We took a day trip to the nearby Guatape, a huge valley that’s been flooded to make way for a dam that supplies the bulk of Colombia’s electricity. It’s a cute little town that services tourists en route to the nearby El Penol Rock, one of the worlds ugliest natural attractions but worth a visit for the incredible views provided at the top. How in god’s name such a huge rock ended up in the middle of nowhere is anyone’s guess, I’ll leave that one for Mulder and Scully.
Our desire to persevere with the street food continues to throw up some interesting results, this weeks strangest fare being a sandwich of wafers with the filling of caramel, strawberry and lemon sauce mixed with cheese. Tastes as odd as it sounds. Thankfully our hostel was owned by a Kiwi guy who put on the mother of all BBQ’s with all I could eat steak, pork, chicken and sausages, and some salad on the side for the ladies. After the rubbish food we’ve been eating one couldn’t help but overindulge and I slipped quietly into a meat coma on completion. Incidentally just 4 days after we checked out the hostel; and all the backpackers in it, were robbed at gun point and got cleaned out. A lucky escape.
Despite a couple of safety issues both Cush and I were blown away by Medellin. It’s a beautiful city, with a wonderful atmosphere and even better people. In fact it’s one of the few places we’ve visited that make you think ‘I could live here’. We were a bit disappointed when time constraints meant we needed to push on but we’re looking forward to hitting the Colombia’s much famed coffee region.
Nights stayed in Medellin – 5
Stay at – Casa Kiwi or the Black Sheep (assuming increased security)

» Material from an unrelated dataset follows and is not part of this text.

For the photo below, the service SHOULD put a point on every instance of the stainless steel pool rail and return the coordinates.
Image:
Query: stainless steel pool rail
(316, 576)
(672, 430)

It’ll cost you – We visited an upmarket shopping mall where prices matched anything you would find in NZ or Australia and if you’re in an upmarket things are pretty expensive. As always though there’s plenty of value and we only paid $40 for a 20 min paragliding session
Quote of the week – “Even I am getting over all this fried chicken” – When these words pass my lips you know the fried food is getting out of hand
Quote of the week 2 – “There are 2
things in this world you can never trust, the love of a prostitute and a Colombian Policeman. Of course this saying isn’t always true because sometimes prostitutes do fall in love.” – A Colombian saying that gives some insight into how they feel about their police force
How much coke – It’s reported at his peak Pablo was spending US$25,000 a month on rubber bands to wrap up his money. They estimate at this time his Cartel was supplying 80% of the United States cocaine. That’s a lot of blow.

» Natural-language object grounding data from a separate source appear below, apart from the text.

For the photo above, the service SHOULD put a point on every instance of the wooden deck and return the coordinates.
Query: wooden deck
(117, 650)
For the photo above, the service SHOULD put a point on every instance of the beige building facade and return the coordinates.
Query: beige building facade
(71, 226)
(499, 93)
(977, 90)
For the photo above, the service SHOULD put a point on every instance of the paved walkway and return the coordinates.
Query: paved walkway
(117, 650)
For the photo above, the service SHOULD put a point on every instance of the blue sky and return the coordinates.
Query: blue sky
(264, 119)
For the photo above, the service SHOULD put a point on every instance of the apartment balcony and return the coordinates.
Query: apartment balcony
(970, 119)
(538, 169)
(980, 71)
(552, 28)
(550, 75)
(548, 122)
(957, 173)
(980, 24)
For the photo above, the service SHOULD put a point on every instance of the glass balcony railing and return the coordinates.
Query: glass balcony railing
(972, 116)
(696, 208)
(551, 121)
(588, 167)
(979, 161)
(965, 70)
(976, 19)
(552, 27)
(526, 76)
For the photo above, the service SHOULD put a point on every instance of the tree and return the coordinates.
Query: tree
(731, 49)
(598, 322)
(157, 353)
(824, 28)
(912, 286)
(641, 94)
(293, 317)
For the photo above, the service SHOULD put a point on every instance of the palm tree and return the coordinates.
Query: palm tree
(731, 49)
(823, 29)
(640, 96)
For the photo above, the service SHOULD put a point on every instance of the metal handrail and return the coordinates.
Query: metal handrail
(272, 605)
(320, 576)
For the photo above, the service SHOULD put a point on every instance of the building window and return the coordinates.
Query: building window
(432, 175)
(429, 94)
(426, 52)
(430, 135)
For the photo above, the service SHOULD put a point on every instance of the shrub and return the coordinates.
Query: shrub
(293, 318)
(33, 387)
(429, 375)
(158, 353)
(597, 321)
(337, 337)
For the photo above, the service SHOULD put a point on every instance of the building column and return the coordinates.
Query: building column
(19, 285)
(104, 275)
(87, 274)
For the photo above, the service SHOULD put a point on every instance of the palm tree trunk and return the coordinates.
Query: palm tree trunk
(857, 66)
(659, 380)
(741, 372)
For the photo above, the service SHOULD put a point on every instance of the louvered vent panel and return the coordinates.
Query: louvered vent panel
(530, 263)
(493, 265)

How much money – A kilo of coke cost them US$3,000 to produce and they sold it in the states for UD$150,000. They were transporting over a tonne in one go. You do the math
How corrupt are the Colombian police – 6 months ago they seized 2 tonnes of cocaine from a local trafficker. While on lock down inside the police station, the coke ‘mysteriously’ disappeared and turned into 2 tonnes of flour
Safety – While we’ve had a couple of close calls, it’s quickly becoming apparent the the most likely cause of injury or death in this country will come at the hands of a bus driver. They are absolutely insane
Boobs – OK, it needs to be said. For whatever reason in Colombia plastic surgery appears to be very much in fashion. The result, beautiful big chested Colombian women everywhere. See pic of my new love Laura for more details. Cush had better be on her game.
If you’re interested – in what is a truly fascinating story of Pablo Escobar, Colombia and America’s war on drugs I’d highly recommend reading the book Killing Pablo.